29.03.2024

Preußische Allgemeine Zeitung Zeitung für Deutschland · Das Ostpreußenblatt · Pommersche Zeitung

Suchen und finden
31.05.08 / Nationalheld des 56er Aufstandes / Vor 50 Jahren wurde Imre Nagy nach einem Schauprozeß gehenkt

© Preußische Allgemeine Zeitung / Folge 22-08 vom 31. Mai 2008

Nationalheld des 56er Aufstandes
Vor 50 Jahren wurde Imre Nagy nach einem Schauprozeß gehenkt
von Wolf Oschlies

Vértanúk tere“ (Märtyrer-Platz) heißt das kleine Memorial im Rücken des imposanten Budapester Parlamentsgebäudes: Ein Teich mit einem Brückchen darüber, auf der Brücke die Bronzestatue von Imre Nagy, dem tragischen Helden des ungarischen Volksaufstands von 1956. Am 16. Juni 1958 wurde Nagy hingerichtet. Die Statue zeigt ihn lebensecht: Zwicker, Schnauzbart, altmodischer Anzug – das ganze Habit eines Habsburger Schulleiters. Nur eins fällt mir auf: „Den habe ich dicker in Erinnerung“, sage ich zur ungarischen Reiseführerin. Die lächelt nur: „Wir auch.“

Imre Nagy war zeitlebens ein kommunistischer Funktionär aus dem zweiten Glied, den jedoch ein paar politische Konzessionen und Kurswechsel, etwas Männermut vor Kreml-Thronen – alles spontan getan und kaum überdacht – ins Pantheon ungarischer Größe katapultierten. Hätte sich Walter Ulbricht, seine Vergangenheit und Parteiloyalität wie Imre Nagy vergessend, am 17. Juni 1953 an die Spitze der erbitterten Volksmassen in Mitteldeutschland gestellt – wäre ihm die zeitlose Verehrung aller Deutschen gewiß gewesen? So wie es Nagy bei Ungarn geht, diesem ängstlichen, entschlußarmen, auf Krisen mit Tränenausbrüchen reagierenden Parteisoldaten, der im Herbst 1956 zum Helden wider Willen erwuchs.

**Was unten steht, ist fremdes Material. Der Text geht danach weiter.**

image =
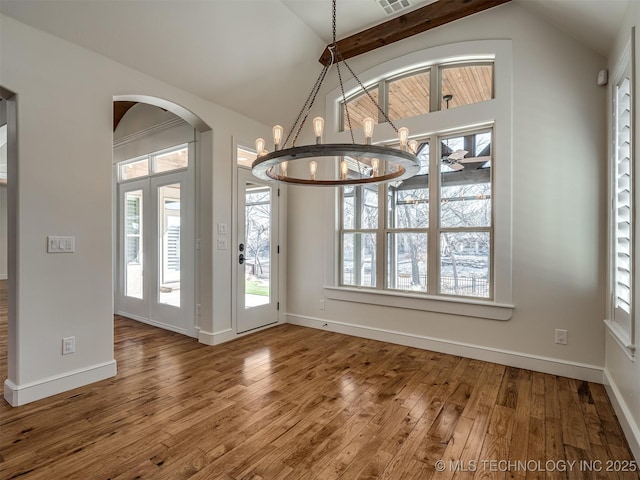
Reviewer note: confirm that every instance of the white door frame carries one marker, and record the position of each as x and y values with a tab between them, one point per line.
248	319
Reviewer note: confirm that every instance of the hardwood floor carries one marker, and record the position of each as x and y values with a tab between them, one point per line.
297	403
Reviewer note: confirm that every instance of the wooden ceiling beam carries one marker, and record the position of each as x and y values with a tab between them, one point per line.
407	25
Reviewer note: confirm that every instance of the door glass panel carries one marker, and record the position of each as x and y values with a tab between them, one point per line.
133	243
169	244
257	272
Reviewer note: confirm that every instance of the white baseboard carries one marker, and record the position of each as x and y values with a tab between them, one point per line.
216	338
627	422
17	395
207	338
553	366
153	323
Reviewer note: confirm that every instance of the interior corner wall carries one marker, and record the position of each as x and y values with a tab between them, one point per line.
3	233
65	99
559	216
622	375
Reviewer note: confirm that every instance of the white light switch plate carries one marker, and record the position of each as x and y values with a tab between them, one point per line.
58	244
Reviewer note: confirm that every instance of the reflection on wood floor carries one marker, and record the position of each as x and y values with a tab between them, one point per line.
298	403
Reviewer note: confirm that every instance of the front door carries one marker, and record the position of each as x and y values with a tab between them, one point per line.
256	253
155	277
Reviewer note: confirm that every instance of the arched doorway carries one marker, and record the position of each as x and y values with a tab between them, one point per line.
155	158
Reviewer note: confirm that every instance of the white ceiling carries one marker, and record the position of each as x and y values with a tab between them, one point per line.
242	53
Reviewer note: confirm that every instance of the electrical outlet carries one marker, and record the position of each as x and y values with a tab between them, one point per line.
68	345
561	336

Imre Nagy wurde am 7. Juni 1896 im südungarischen Ruppertsburg (Kaposvár) geboren, das damals bereits eine aufstrebende Industriestadt war. Nach kurzer Schulzeit absolvierte er eine Schlosserlehre und wurde zu Beginn des Ersten Weltkriegs zur Armee geholt. An der Ostfront geriet er 1915 in russische Gefangenschaft und schloß sich später Lenins Bolschewiken an. Ihnen diente er so loyal, daß er in das Kommando unter Jakov Jurowski beordert wurde, das in der Nacht vom 16. zum 17. Juli 1918 in Jekaterinenburg den Zaren Nikolaj und seine Familie ermordete. 1919 war er am ersten Versuch der Bolschewiken beteiligt, ihre Revolution zu exportieren. Er gehörte zu den Führern der kommunistischen „Räterepublik“, die von März bis August 1919 Ungarn devastierte. Nach ihrem Scheitern flüchtete er in die Sowjetunion, kam 1921 wieder nach Ungarn, wo er als linksextremer Agitator Ärger mit Parteien und Behörden bekam und 1929 vor dem autoritären Horthy-Regime erneut in die Sowjetunion floh. Dort bekleidete er politische und journalistische Posten, vor allem überlebte er den stalinistischen Terror der 1930er Jahre – weil er längst ein Spitzel von Stalins Geheimpolizei war, wie 1989 der ungarische Reformpolitiker Károly Grósz behauptete. 

Mit der Sowjetarmee kam Nagy Ende 1944 nach Ungarn zurück, wurde Mitglied im Zentralkomitee der Kommunistischen Partei und war nach Beendigung der Kampfhandlungen Landwirtschafts- und Innenminister. Er hatte also die beiden Ämter inne, in denen er der deutschen Volksgruppe in Ungarn am meisten schaden konnte – durch „Bodenreform“ und Vertreibung. Der ungarische Historiker Gyula Juhász hat 1985 nachgewiesen, daß erst auf Betreiben der ungarischen Regierung die Vertreibungsproblematik auf den Verhandlungstisch von Potsdam kam. Anderweitige Interpretationen, daß nämlich die Siegermächte in Potsdam die Vertreibung angeordnet hätten, bezeichnete Juhász als „Potsdam-Legende“.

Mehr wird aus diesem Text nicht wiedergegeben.